Research

The Super Bowl proved AI still doesn't know its audience

AI has a branding problem, and the Super Bowl made it impossible to ignore.
AUTHOR
Greater
Date Published
March 11, 2026
LAst Updated
March 13, 2026
TAg
Article

Key takeaways

  • Audience alienation: Current AI marketing targets tech insiders, ignoring the concerns of the global workforce.
  • Negative narratives: For most people, AI is associated with job loss and ethical costs rather than innovation.
  • The adoption gap: Technology is evolving faster than cultural adoption, creating a divide in how tools are perceived.
  • Trust as a moat: Future success in AI will be defined by transparency and real-world utility rather than model size.

Most AI advertising is built for an audience that already believes. It speaks to technologists, founders, and early adopters. It assumes excitement, familiarity, and an audience that can tell Claude from ChatGPT from Gemini. It often carries an air of elitism that alienates the very people it should be reaching. The vast majority of the global workforce doesn't operate in tech. For most people, AI isn't an exciting revolution. For most people, AI is associated with significant concerns:

  • Mass layoffs and job displacement
  • Stolen creative work and intellectual property issues
  • Environmental costs of training large models

Those aren't fringe concerns. They're the dominant narrative, and almost nothing in mainstream messaging has tried to rewrite it.

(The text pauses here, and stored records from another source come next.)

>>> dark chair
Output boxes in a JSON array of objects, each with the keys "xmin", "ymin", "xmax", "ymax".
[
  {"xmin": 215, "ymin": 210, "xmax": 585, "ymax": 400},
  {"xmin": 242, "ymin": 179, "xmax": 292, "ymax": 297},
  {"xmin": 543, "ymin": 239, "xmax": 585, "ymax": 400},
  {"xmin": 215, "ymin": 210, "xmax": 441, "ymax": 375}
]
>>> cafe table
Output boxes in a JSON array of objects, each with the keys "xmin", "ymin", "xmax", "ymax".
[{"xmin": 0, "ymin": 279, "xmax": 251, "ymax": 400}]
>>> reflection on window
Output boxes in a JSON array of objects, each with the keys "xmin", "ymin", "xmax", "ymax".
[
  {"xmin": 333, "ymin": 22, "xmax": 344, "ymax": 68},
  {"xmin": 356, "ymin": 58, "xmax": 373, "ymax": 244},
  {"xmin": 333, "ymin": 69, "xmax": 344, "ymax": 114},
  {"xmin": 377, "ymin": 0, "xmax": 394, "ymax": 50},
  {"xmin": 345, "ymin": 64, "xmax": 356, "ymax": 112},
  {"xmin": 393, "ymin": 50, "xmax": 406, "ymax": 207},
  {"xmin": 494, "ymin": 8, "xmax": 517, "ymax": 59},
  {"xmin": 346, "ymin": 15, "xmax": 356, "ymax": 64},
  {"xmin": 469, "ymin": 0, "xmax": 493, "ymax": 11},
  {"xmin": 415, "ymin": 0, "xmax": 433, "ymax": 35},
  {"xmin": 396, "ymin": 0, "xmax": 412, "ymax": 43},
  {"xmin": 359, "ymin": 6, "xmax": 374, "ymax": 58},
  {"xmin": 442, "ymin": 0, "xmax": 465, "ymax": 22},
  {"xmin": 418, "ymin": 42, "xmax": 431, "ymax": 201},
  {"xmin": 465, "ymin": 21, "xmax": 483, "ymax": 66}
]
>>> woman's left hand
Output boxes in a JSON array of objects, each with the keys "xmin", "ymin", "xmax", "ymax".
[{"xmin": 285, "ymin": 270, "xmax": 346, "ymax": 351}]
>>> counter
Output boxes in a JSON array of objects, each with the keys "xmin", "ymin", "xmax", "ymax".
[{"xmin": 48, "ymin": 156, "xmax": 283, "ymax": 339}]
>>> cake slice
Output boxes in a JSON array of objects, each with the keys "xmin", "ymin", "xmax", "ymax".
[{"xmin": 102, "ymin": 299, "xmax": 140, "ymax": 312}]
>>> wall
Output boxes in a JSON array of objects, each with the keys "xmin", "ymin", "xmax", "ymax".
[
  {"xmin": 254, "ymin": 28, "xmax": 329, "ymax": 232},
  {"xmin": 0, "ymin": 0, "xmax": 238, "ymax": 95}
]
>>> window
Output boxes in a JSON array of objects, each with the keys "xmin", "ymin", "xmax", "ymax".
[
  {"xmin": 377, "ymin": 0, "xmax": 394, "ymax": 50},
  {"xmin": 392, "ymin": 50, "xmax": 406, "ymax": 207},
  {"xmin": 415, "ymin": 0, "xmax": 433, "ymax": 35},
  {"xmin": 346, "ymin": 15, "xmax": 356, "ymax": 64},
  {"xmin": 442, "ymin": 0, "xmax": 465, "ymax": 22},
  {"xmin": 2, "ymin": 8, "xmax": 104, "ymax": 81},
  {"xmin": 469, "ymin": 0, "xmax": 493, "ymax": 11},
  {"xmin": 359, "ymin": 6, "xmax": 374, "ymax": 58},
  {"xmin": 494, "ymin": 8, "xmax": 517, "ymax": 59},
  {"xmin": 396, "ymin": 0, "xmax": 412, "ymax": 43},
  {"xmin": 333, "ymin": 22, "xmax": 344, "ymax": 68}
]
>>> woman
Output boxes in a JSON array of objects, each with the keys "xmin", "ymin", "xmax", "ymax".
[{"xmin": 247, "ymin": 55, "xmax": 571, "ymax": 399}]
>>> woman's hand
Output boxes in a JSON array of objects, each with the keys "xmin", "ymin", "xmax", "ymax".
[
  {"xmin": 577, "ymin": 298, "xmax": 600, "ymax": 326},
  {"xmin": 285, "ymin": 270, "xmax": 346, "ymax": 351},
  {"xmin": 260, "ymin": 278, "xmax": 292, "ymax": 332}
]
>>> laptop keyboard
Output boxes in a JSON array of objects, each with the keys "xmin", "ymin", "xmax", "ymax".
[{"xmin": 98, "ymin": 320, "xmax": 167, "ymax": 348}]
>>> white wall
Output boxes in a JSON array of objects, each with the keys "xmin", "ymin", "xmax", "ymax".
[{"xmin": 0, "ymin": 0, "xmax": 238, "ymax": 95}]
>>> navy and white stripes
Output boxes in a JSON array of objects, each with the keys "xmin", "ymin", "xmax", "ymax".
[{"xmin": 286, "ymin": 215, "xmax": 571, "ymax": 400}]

"We appear to be approaching a threshold where our wisdom must grow in equal measure to our capacity to affect the world, lest we face the consequences. Moreover, throughout my time here, I've repeatedly seen how hard it is to truly let our values govern our actions. I've seen this within myself, within the organization, where we constantly face pressures to set aside what matters most, and through broader society too." Mrinank Sharma, former head of Anthropic's Safeguards Research Team, resignation letter

Where are the loud promotions about AI accelerating breakthroughs in medicine, climate science, or accessibility? Outside of developer tools and a handful of marketing automations, few companies have shown everyday consumers a reason to care. Most people treat AI as a marginally different search engine. At Greater, we've seen an explosion of interest in AEO related services, but the ceiling is so much higher, and the communication hasn't risen to meet it. This is partly cultural. In the sprint to scale, AI companies absorbed the ethos of growth at all costs. That leaves no room for patience, empathy, or meeting people where they are. Technology evolves at a compounding pace. Cultural adoption does not. Treating them as if they move together only widens the divide. It's a generational shift in how people relate to technology as a utility in their daily lives.

"I once believed I could help the people building AI get ahead of the problems it would create. This week confirmed my slow realization that OpenAI seems to have stopped asking the question I'd joined to help answer. (…) I have deep reservations about OpenAI strategy." Zoë Hitzig, former researcher at OpenAI

The future of AI branding

The companies that endure will be the ones that recognize it. At Greater, we've always maintained that the most valuable skill is agility and adaptability in the pursuit of a company's longevity. The winners will design products that enhance people's lives, not displace them. They'll understand what people genuinely want before spending a dollar telling them what they should want. Product-market fit, not product-market hype. Trust will be the deepest moat. Not model size, not benchmark scores, not a sixty-second Super Bowl spot. Trust, earned through candor, openness, and real relationships with the people who depend on the product. AI companies have spent the last few years in conversation with themselves. The ones that learn to speak to everyone else will be the ones that last.